This step finalizes creating the (i+1)th level graph, and we can measure the properties of ith level graph and store them in Qi. As in the original MNG, we attempt to preserve the small loop structure of the network by avoiding any insertion of edges that connect nodes that were previously separated by the long distances in the original network. This is done by estimating the empirical probability of closed random walks (of limited length) that start at some node whose degree is at least two (for details see Gutfraind et al. (2015)). In general, this step is application dependent as in different applications the preserved properties may vary. Because, in planar graphs of infrastructures it is important to generate realistic path lengths (e.g., not to create shortcuts that connect distant regions in a graph), we are sampling using random walks the distribution of path lengths and shortcuts (second shortest distance between nodes) and store them in Qi.

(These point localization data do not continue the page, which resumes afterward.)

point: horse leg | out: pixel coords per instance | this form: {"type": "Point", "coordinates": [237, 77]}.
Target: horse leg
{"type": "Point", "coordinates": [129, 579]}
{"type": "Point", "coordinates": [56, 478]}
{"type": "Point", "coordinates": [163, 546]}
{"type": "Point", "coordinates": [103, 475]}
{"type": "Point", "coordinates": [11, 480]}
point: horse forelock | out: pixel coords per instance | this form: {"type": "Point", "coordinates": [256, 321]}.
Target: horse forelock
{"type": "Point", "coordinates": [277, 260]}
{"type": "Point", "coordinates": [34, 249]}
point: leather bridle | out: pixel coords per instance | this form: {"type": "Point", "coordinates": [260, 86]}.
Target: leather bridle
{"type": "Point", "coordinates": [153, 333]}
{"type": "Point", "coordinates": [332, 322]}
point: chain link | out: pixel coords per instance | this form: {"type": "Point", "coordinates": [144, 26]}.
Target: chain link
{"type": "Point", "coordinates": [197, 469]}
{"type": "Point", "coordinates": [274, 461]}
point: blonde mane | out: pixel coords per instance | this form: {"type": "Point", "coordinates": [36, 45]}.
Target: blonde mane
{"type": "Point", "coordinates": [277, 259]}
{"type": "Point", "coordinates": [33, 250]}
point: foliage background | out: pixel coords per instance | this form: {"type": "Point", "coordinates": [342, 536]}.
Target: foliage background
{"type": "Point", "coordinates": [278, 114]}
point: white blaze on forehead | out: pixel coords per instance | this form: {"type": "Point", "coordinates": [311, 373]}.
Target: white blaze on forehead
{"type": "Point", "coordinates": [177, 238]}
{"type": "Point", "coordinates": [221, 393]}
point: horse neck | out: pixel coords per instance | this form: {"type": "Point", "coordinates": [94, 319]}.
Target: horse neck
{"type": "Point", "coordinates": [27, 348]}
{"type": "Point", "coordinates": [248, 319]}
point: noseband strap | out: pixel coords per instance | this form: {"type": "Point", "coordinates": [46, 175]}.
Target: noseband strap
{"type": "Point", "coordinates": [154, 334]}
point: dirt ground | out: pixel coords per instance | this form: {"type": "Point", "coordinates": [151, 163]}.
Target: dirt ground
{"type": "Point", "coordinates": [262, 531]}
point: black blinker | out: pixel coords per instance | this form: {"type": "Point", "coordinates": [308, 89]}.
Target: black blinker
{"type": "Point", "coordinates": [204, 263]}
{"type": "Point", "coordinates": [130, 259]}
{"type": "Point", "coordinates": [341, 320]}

Once the coarsest level is reached, we start the uncoarsening. During this process, at each level i+1 we choose nodes and edges to be edited (randomized while keeping some properties preserved), to generate edited network \(G_{i+1}^{g}\) at level i+1 and then project the newly created graph to generate the next finer level \(G_{i}^{g}\).

The projection is done in two steps. First, we interpolate the unedited aggregates (nodes and edges) in interpolateUneditedAggregates (see Algorithm 3) from \(G_{i+1}^{g}\) to generate graph \(G_{i}^{d'}\). This process is just a reverse interpolation of aggregates based on aggregation data stored during the coarsening phase. Because the input network at all levels is planar, the interpolated edges do not violate planarity. This helps in preserving structural properties of original input network, as after this step we have a subgraph \(G_{i}^{d'}\) of original network coarsened at level i.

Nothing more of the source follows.